The increase in the cost of energy and raw materials such as steel, aluminum, or cement poses serious threats to fixed-price construction projects and could pave the way for contractual renegotiations. The law firm GTA Villamagna warns that, in this context, price review clauses and indexing mechanisms are becoming essential tools to ensure economic balance in private law construction contracts.
The recent escalation of tension in the Persian Gulf region, specifically in Iran, has once again highlighted the fragility of the energy and raw materials markets. In a globally interdependent environment, any disturbance in this area can quickly reflect on production and transportation costs, impacting particularly the construction sector, which is especially vulnerable to these fluctuations.
The Strait of Hormuz is a critical point in this regard. Any restriction on maritime traffic through this route could trigger energy supply problems and force the redirection of shipments through longer and more costly routes. GTA Villamagna warns that in European economies, which have significant energy dependence, these tensions can amplify inflationary pressures and affect multiple supply chains.
Mercedes Bértolo Martín de Rosales, a partner at GTA Villamagna, points out that the construction industry, which depends directly on the cost of energy and transportation, becomes one of the most affected when disruptions in the markets occur. “The COVID-19 pandemic and the war in Ukraine already showed how these events can lead to a steady increase in the prices of materials,” Bértolo says.
In previous crises, such as those stemming from the pandemic, exceptional measures were promoted, such as Royal Decree-Law 3/2022, which introduced price review mechanisms in public sector contracts under certain circumstances.

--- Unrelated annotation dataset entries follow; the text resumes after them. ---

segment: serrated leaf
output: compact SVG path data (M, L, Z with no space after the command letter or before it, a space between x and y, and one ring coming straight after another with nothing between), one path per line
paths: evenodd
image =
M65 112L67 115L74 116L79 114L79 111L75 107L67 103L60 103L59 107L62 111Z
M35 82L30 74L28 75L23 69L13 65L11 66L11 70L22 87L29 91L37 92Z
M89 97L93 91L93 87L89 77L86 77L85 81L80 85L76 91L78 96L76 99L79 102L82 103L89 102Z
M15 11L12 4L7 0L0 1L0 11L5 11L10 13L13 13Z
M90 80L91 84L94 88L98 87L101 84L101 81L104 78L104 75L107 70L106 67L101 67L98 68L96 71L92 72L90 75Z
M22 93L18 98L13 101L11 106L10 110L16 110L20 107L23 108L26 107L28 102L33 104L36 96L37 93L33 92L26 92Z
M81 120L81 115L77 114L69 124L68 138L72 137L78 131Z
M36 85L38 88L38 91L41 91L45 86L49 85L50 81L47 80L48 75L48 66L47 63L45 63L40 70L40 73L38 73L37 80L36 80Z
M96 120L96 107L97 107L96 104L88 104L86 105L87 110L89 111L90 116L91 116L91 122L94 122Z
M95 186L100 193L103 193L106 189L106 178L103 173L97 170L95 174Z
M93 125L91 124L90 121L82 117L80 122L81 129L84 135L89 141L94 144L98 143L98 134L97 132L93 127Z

Bértolo emphasizes that, currently, the increase in fuel costs and other energy products is beginning to reflect dramatically on key materials, which, in turn, affects the budgets of projects.
If the situation in Iran continues, an increase in energy costs and, therefore, in transportation and raw materials costs is foreseeable. This poses a significant uncertainty factor in the economic planning of construction projects. The imbalance between actual costs and previously agreed prices in the contract can compromise the economic balance of significant works, generating risks of lower margins for contractors and prompting developers to review prices or renegotiations.
Bértolo points out that the concepts of price review or indexing become key pieces to try to maintain stability in long-term projects. On the other hand, if contracts do not contemplate mechanisms to adjust prices, parties often resort to contractual modifications. The judicial application of the rebus sic stantibus clause, although sometimes interesting, frequently does not offer a viable solution, as courts tend to interpret that market fluctuations are part of business risk.
To mitigate the impact of these fluctuations, companies are increasing their attention to price determination and the inclusion of clauses that regulate extraordinary increases. The trend is towards creating more precise contracts and more effective price review mechanisms that help reduce the parties’ exposure to market volatility. In this sense, Bértolo concludes that these tools are fundamental to preserve the economic balance of the contracts and ensure the viability of long-term projects.